Bien sûr, un pilote franchement médiocre ne pourrait pas pour autant espérer remporter le titre mondial. Mais un pilote suffisamment talentueux et expérimenté peut certainement prétendre au trône, dans le contexte actuel, s'il a la meilleure voiture. Il fut un temps pas si lointain où, à part de rares exceptions, l'espoir d'être champion n'était réservé qu'aux " exceptionnels ", qu'à la crème de la crème!

Damon Hill m'avait dit en entrevue, il y a quelques années, qu'il redoutait terriblement le jour où les pilotes deviendraient des " employés " de Honda, Toyota ou Renault. " Il n'y aura plus vraiment de championnat conducteur. Pire encore, la F1 perdra une grande partie de son identité car les pilotes ne seront plus à l'avant-scène. Or, le public veut pouvoir s'identifier à Schumacher, Villeneuve et autres et non pas nécessairement à Renault ou Ferrari ", avait-il dit, en substance.

Or, voilà justement le côté ingrat, pour ne pas dire carrément injuste, du métier de pilote de F1, présentement. Les amateurs, pour la plupart, veulent que leurs favoris remportent des victoires, qu'ils aillent sur le podium, qu'ils marquent des points avec régularité, qu'ils se battent en piste avec fierté et conviction. Dans une certaine mesure, les écuries demandent la même chose, avec en plus, la pression de ne pas abîmer la voiture, de la ramener saine et sauve au drapeau à damier.

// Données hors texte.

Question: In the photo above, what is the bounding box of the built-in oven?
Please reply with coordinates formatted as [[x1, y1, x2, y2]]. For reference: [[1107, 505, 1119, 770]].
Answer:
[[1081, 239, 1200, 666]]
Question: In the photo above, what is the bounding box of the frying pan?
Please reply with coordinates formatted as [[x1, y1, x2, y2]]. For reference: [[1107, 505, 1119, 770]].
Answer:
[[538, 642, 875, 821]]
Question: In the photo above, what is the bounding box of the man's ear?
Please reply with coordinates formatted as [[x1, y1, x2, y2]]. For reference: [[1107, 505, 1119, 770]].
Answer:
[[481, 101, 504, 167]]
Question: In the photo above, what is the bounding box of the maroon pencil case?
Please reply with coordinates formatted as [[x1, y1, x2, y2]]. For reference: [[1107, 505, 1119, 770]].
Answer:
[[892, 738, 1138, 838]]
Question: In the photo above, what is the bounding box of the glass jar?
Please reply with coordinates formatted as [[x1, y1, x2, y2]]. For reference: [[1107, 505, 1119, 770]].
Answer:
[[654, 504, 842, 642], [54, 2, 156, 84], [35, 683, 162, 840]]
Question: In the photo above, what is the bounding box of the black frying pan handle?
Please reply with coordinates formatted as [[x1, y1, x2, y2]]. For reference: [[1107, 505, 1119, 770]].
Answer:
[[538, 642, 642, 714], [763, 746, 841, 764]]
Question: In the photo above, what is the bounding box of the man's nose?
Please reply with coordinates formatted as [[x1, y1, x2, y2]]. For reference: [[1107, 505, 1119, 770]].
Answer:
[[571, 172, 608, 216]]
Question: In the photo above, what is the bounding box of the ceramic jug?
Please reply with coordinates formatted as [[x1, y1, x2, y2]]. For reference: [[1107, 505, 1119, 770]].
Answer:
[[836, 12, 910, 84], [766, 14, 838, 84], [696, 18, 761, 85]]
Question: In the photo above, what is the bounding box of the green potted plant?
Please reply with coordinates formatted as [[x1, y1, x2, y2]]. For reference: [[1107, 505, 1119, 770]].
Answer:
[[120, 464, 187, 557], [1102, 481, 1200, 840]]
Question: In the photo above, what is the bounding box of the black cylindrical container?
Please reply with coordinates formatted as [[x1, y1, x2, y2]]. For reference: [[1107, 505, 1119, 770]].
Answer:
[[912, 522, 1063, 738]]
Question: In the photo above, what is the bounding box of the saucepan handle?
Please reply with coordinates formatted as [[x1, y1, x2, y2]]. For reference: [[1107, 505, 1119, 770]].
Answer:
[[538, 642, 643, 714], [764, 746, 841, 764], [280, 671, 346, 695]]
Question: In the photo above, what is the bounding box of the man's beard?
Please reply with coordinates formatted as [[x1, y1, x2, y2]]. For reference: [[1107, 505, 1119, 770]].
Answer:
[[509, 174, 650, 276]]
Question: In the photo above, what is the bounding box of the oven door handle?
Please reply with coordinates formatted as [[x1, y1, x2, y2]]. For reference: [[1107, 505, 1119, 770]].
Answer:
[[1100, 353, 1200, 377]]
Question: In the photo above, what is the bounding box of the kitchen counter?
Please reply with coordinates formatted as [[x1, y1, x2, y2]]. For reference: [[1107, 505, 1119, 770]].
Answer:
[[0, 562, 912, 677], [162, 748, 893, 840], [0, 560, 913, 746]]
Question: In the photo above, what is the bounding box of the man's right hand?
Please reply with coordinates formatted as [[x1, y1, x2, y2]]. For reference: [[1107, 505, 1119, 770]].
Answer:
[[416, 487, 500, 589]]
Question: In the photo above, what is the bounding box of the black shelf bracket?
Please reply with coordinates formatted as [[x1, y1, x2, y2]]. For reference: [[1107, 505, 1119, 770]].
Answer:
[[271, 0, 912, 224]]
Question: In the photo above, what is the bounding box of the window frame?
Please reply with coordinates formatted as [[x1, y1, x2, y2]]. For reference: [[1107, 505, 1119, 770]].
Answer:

Mais même avec la meilleure volonté au monde et malgré tout le talent voulu, les pilotes sont complètement tributaires de la voiture qu'ils conduisent et donc, à la merci des ingénieurs qui ont soit réussi leur travail, soit raté leur mandat.

Un retour à un plus juste équilibre entre la voiture et le pilote n'est certainement pas chose simple. On ne peut certainement pas effacer d'un trait les progrès techniques enregistrés au cours des dernières années. La connaissance, ça ne recule pas! La FIA peut, comme elle a tenté de le faire cette année, chercher à niveler un peu plus les choses par l'imposition de règles restrictives, mais elle ne pourra jamais empêcher un ingénieur d'être plus brillant qu'un autre dans l'application des ces mêmes règles.

Avec le recul, on en est presque à se demander si Max Mosley n'avait pas un tout petit peu raison quand il avait proposé, comme mesure extrême de relance de la F1, que tous les pilotes fassent le tour des 20 voitures au cours d'une seule et même saison! Je sais, je sais, l'idée peut paraître complètement saugrenue, autant dans la forme que dans le fond. Mais elle a au moins le mérite de reconnaître que le classement du pilote est beaucoup trop lié à la situation propre de son écurie, de nos jours.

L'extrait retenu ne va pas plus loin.